Certes, ce n’est pas un livre facile d’accès car, comme son nom l’indique, il s’agit de notes. Les phrases sont donc rarement achevées, on passe d’une idée à l’autre, les développements sont souvent interrompus pour être repris plus tard. L’évêque de Cracovie, puis le Pape, n’a fait bien souvent que prendre en note de ce qui lui paraissait important des conférences écoutées.
Mais, ce qu’il écrit est tout à fait remarquable. Ainsi, par exemple, quand il couche par écrit, juste après son élection, ses réflexions suite à sa visite à son « cher ami l’évêque Andrzej Deskur », paralysé par une attaque cérébrale. On y voit sa profonde humilité et son attachement aux signes de l’histoire. Il revient d’ailleurs bien souvent sur les signes des temps que seuls les chrétiens savent discerner (cf. par expl. pp. 362-363).
"Le 14 octobre, je lui ai rendu visite à l’hôpital, sur le chemin du conclave qui allait désigner le successeur de Jean-Paul Ier. Il m’est difficile de ne pas établir un lien entre le fait que le 16 octobre j’ai été élu et cet événement survenu trois jours plus tôt. Pour moi, le sacrifice d’Andrzej, mon frère évêque, était une préparation à mon élection. par sa souffrance, tout a été placé au cœur du mystère de la Croix et de la Rédemption du Christ. Je trouve une autre analogie avec un événement survenu il y a onze ans. Lors de mon séjour à Rome pour le consistoire qui m’a fait entrer dans le collège des cardinaux, mon ami le P. Maria Jaworski a perdu sa main dans une catastrophe ferroviaire, près de Nidzica. (...) Debitor factus sum... [Je suis devenu le débiteur...]" (p. 194).
Voici un autre exemple, celui d’une page, datée du 5 mars 1979, lors de la première retraite du Pape en tant que tel :
"14. Conférence IV
L’appel à la sainteté - c’est la réponse essentielle à la question "cur Deus Homo ?". Afin qu’en chacun de nous œuvre la sainteté.
La sainteté concrète.
La sainteté, à laquelle est appelé un homme précis dans des conditions et des circonstances précises "nonostante tutto" [malgré tout] (d’après une enquête parmi les jeunes).
C’est une convocation, qu’il convient de prendre « pour soi » (c’est moi qui suis convoqué, Christ veut travailler en moi et avec moi cette sainteté concrète et unique).
Caractères de sainteté selon les besoins contemporains : 1) caractère « humain », 2) caractère personnel, 3) caractère « ecclésial ».
Après le Concile de Trente, comme aujourd’hui, l’appel à la sainteté se entendre davantage.
Une pastorale tournée vers la « médiocrité » ne suffit pas.
15. Ador.

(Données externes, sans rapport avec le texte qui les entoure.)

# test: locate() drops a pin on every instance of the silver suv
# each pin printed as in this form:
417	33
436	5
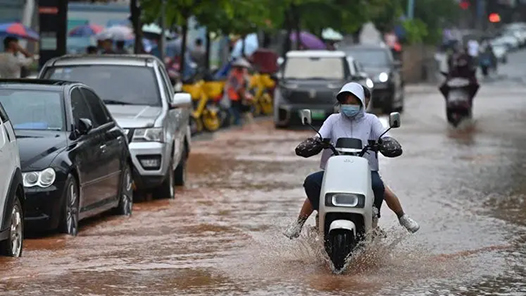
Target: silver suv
137	91
12	196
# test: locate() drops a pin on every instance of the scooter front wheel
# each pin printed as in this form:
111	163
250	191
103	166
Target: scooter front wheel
342	243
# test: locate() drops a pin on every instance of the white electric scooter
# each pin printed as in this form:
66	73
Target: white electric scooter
346	199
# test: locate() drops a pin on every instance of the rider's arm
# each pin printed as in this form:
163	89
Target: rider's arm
314	145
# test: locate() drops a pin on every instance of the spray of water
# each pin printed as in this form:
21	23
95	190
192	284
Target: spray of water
270	256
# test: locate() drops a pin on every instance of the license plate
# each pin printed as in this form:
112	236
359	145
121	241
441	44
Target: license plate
318	114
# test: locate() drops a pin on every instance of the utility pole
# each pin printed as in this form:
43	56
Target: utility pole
53	21
481	14
410	9
163	29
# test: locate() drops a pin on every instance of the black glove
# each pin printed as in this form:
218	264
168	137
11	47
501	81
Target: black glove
310	147
390	147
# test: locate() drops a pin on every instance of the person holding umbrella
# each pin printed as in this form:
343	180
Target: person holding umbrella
10	64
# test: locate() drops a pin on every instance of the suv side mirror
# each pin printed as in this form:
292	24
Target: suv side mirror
181	100
84	126
306	117
361	75
394	120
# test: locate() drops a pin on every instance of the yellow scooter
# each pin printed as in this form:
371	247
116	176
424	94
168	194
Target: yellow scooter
205	114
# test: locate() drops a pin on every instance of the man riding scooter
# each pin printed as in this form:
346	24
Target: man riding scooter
461	65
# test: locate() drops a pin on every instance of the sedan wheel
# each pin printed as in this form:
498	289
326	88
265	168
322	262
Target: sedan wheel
166	189
70	223
13	245
126	193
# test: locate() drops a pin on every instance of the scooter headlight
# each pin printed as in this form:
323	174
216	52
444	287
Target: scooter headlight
347	200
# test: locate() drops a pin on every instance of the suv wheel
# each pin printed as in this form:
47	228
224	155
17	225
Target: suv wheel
12	246
70	216
166	190
180	171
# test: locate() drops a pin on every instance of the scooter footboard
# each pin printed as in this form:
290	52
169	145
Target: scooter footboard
343	224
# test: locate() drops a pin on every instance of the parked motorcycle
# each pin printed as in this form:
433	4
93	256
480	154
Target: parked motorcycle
205	96
345	215
459	94
259	86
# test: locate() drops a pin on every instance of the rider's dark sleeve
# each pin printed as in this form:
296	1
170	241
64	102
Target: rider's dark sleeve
390	147
309	147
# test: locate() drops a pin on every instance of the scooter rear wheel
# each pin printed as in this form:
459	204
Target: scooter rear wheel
342	243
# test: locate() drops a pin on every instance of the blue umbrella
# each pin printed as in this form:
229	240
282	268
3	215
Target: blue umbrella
251	45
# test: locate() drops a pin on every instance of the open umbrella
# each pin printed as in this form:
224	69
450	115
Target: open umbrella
251	45
18	30
85	30
331	34
308	40
119	33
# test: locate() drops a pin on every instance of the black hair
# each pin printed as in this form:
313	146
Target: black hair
366	92
8	40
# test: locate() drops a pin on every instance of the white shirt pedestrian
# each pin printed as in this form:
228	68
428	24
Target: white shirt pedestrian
473	48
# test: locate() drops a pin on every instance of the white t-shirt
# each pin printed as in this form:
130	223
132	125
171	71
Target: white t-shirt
11	65
367	127
473	48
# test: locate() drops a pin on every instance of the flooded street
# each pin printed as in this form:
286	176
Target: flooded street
222	235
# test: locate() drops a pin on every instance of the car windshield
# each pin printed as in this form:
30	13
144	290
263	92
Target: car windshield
370	57
126	85
314	68
33	110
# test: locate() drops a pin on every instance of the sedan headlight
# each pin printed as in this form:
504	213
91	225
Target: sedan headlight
148	135
42	179
347	200
369	83
383	77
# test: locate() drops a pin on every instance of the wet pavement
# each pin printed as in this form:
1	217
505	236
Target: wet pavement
222	233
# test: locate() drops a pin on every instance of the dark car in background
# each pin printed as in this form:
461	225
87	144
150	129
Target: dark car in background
311	79
385	72
74	157
137	91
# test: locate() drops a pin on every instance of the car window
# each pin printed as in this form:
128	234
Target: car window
371	57
79	107
115	84
166	85
3	114
95	104
33	109
314	68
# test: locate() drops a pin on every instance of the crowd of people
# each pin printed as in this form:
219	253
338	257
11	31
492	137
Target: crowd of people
15	60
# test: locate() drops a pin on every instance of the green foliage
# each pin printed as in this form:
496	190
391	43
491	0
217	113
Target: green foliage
416	31
246	16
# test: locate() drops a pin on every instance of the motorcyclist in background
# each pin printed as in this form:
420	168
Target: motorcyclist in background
461	65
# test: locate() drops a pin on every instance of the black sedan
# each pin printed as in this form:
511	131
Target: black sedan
74	157
385	72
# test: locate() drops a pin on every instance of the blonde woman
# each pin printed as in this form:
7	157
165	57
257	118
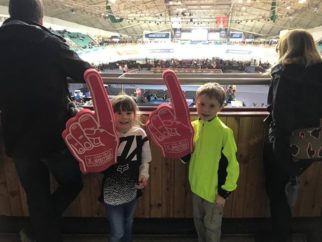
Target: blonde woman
294	99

SS-mi
16. Conférence V
L’appel à l’Apostolat
- "Messis multa« [ »la moisson abondante"] : la situation du monde inquiétante à plusieurs points de vue, la situation de l’Eglise : le mal est entré dans les temples.
- La nécessité des apôtres : des séminaires ! mais ce sont la famille, la paroisse et l’environnement qui doivent devenir des séminaires.
L’apostolat des laïcs comble le manque de prêtres (communauté de base).
- La racine et les branches vivent d’une seule vie.
17. Ros. Benedictio eucharistica" (p. 197).
Enfin, voici un dernier exemple :
"Et voici le Christ « qui fait pénitence » : Il se livre à l’humanité et à la Croix : « il se dépouille lui-même, acceptant »un rang de serviteur« comme cela avait été prédit par les chants sur »le Serviteur de Yahvé« (!) : »Il se dépouille lui-même, alors qu’il était égal de Dieu« : il rejette tout ce qu’il »avait« , pour rester celui, Qu’Il »était" : l’Amour.
La Croix -un « renversement » total des notions et des valeurs dans le monde.
Ce renversement a trouvé un écho en Saul - Paul : « Tout m’est déchet... pourvu que je puisse avoir le Christ »-
L’homme cède souvent à la tentation de diviser Dieu et Serviteur, Croix et Gloire. Le IVe évangile unit pleinement l’un et l’autre : Dieu « démissionne » de toute autre gloire que celle, unique, d’être Amour !
Etre le Don qui vivifie.
Dans ce sens-là, le Christ est « plus que Jonas ».
Il faut que nous cherchions précisément cette ressemblance avec Lui !" (p. 365).
Tout au long de sa vie, mais surtout au moment de sa mort, le Christ lui-même accomplira en Jean-Paul II ces derniers propos, qui sont autant de promesses.
Bref, si l’ouvrage est splendide, sa lecture n’est pas aisée pour tout un chacun, par sa masse d’abord mais surtout par son mode d’écriture. Souhaitons donc que de ce riche volume, un spécialiste tire un ouvrage plus petit, mais plus digeste, afin que la profondeur de l’âme du Pape soit plus facile d’accès à qui voudra en nourrir sa prière et sa méditation.